We assume that trees are provided in the newick-tree format. Conveniently, in Python there is a package for handling newick trees.
Basically we just use ete2 to store the tree structure for iterating and visualization. The newick trees produced by phylobayes are not directly following any standard type of newick tree that ete2 understands so if we load directly there is a loss of information. Specifically, the transitions at internal nodes will be ignored.
To fix this there is a function called fix_tree that reads the tree in to get the basic structure then it iterates over the newick formatted string to both confirm the structure and repopulate the missing informtion.
Before we can fix the tree we must standardize it first.

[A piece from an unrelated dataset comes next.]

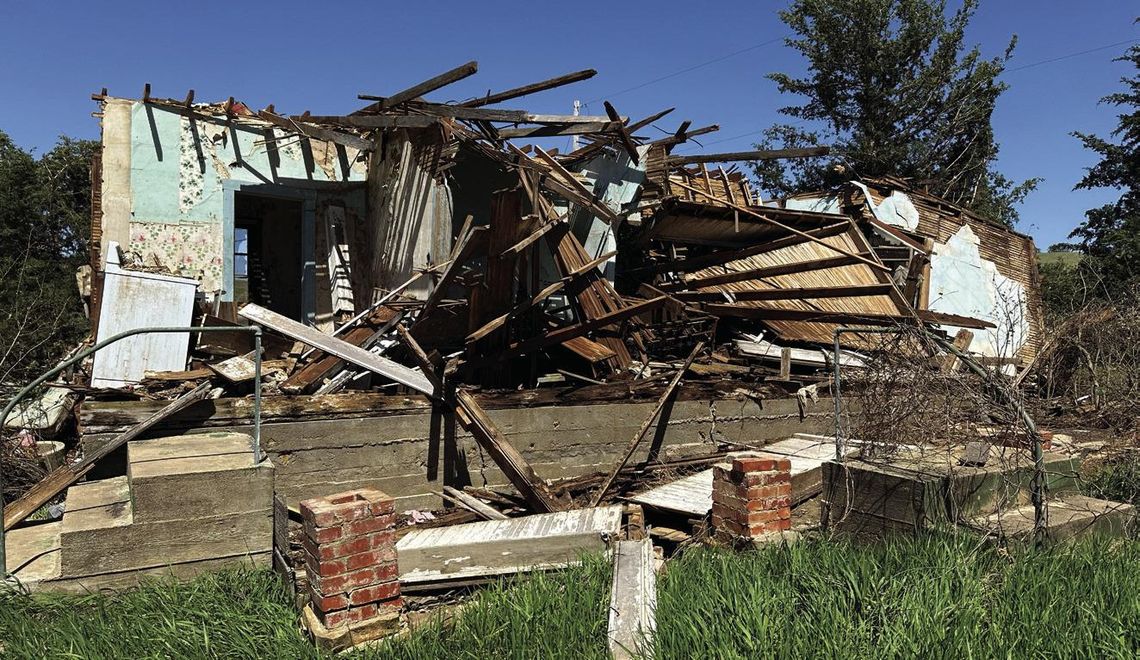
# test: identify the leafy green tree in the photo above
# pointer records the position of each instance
(45, 219)
(893, 87)
(1110, 234)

For example we need to make the following types of substitutions
_Q:0.0367044:Q) --> _Q:0.0367044)
_Q:0.044464:Q:0.0512411:K) --> _Q:0.044464)
In [1]:
import os
from ete2 import Tree,TreeStyle
from ete2 import faces, AttrFace
from vertebratesLib import *
def standardize_tree(nwTree):
pattern1 = "[\w|:]+.+?[,|\)|\(]"
parsedTree = nwTree
for r in re.finditer(pattern1,nwTree):
matched = nwTree[r.start(0):r.end(0)]
parsed = re.sub(":[A-Z]","",matched)
multiples = re.findall(":\d\.[\de-]+",parsed)
transitions = "".join(multiples)
if len(multiples) > 1:
parsed = parsed.replace(transitions,multiples[0])
parsedTree = parsedTree.replace(matched,parsed)
return re.sub("\)_[A-Z]:",")",parsedTree)[:-3]+";"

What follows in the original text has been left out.